By Brigitte L. Nacos
Two months ago, in late March, Donald Trump wrote via Twitter, “ISIS uses the internet better than almost anyone, but for all of those susceptible to ISIS propaganda, they are now being beaten badly at every level....”
The U.S. President’s assumption that the demise of the territorial Islamic State meant also the end of its online propaganda machine was wrong.
One month after Trump’s tweet, one of the pro-ISIS online channels posted a rare video of the group’s leader and self-proclaimed Caliph Abu Bakr al-Baghdadi. An assault rifle next to him in a pose reminiscent
of typical images of Osama bin Laden, al-Baghdadi praised his fighters, took credit for the catastrophic church attacks in Sri Lanka and other terror strikes in various parts of the world, and threatened a continued war against the Crusaders.
After starting as a clandestine terrorist organization in Iraq and morphing into a proto-state on the heels of gaining control over huge territories in both Iraq and Syria the Islamic State was more recently forced to transforming back into a terrorist organization. Without controlling real estate ISIS is today an expanding transnational organization with a growing presence in Africa and South and South-East Asia.
Whether the estimated thousands of remaining, undercover ISIS fighters in Syria and Iraq or their comrades in Afghanistan, the Philippines, or the North African Maghreb—all of the many hubs, cells, and individuals are linked through the organization’s still potent online “Media Jihad.”
To be sure, the loss of the media center in Raqqa and the deaths of dozens of media jihadists responsible for global online and local offline propaganda reduced the daily output significantly.
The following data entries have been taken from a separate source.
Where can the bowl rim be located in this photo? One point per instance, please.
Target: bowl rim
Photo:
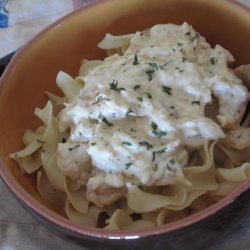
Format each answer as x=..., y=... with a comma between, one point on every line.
x=26, y=199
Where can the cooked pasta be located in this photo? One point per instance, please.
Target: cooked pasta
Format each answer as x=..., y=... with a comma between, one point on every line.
x=149, y=135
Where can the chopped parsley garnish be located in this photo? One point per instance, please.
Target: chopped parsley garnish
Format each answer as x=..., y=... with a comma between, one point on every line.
x=212, y=60
x=114, y=86
x=168, y=167
x=40, y=141
x=153, y=65
x=172, y=161
x=128, y=164
x=139, y=98
x=148, y=95
x=146, y=144
x=156, y=131
x=150, y=74
x=127, y=143
x=161, y=151
x=137, y=87
x=72, y=148
x=129, y=112
x=167, y=90
x=195, y=37
x=155, y=167
x=135, y=62
x=109, y=124
x=196, y=102
x=100, y=99
x=162, y=66
x=63, y=140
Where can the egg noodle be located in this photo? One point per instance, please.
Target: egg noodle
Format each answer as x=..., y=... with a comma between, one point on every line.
x=149, y=135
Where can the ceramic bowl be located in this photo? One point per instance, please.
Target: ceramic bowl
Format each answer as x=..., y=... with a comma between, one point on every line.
x=61, y=47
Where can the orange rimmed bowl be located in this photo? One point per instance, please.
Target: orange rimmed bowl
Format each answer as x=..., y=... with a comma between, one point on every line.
x=61, y=47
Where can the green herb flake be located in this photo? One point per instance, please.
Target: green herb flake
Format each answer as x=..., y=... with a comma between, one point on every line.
x=150, y=73
x=196, y=103
x=169, y=168
x=195, y=37
x=40, y=141
x=158, y=133
x=127, y=143
x=74, y=147
x=129, y=112
x=137, y=87
x=172, y=161
x=184, y=59
x=63, y=140
x=135, y=62
x=159, y=152
x=100, y=99
x=162, y=66
x=128, y=165
x=155, y=167
x=114, y=86
x=153, y=65
x=146, y=144
x=139, y=98
x=167, y=90
x=212, y=60
x=148, y=95
x=109, y=124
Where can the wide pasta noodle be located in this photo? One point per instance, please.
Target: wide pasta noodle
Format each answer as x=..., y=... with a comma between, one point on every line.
x=156, y=165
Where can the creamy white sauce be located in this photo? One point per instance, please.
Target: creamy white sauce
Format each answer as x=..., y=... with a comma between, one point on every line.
x=142, y=112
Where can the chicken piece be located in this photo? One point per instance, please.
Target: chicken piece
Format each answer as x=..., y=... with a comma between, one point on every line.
x=243, y=72
x=237, y=138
The glitzy online magazines a la Dabiq and Rumiyah are gone and there are no more propaganda films a la “Flames of War.” But, as Rukmini Callimachi told Judy Woodruff on PBS’s News Hour recently,
"Every single day, they are putting out content. And in fact, on Easter Sunday, the same day we had this horrific attack in Sri Lanka, the group claimed two other attacks, one in Saudi Arabia and one in Kabul, in Afghanistan. For the one in Saudi Arabia, they released a video showing the attackers pledging allegiance right before that attack. But that gives you a sense, in three different theaters, thousands of miles apart, you know, from each other, they are able to claim these attacks through their media ministry."
Whether issued directly by Media Diwan, ISIS’s department of propaganda, or by affiliated and independent media jihadists around the globe, whether on social media or on the dark web, the group’s propaganda machine continues to function; it is weakened but not defeated.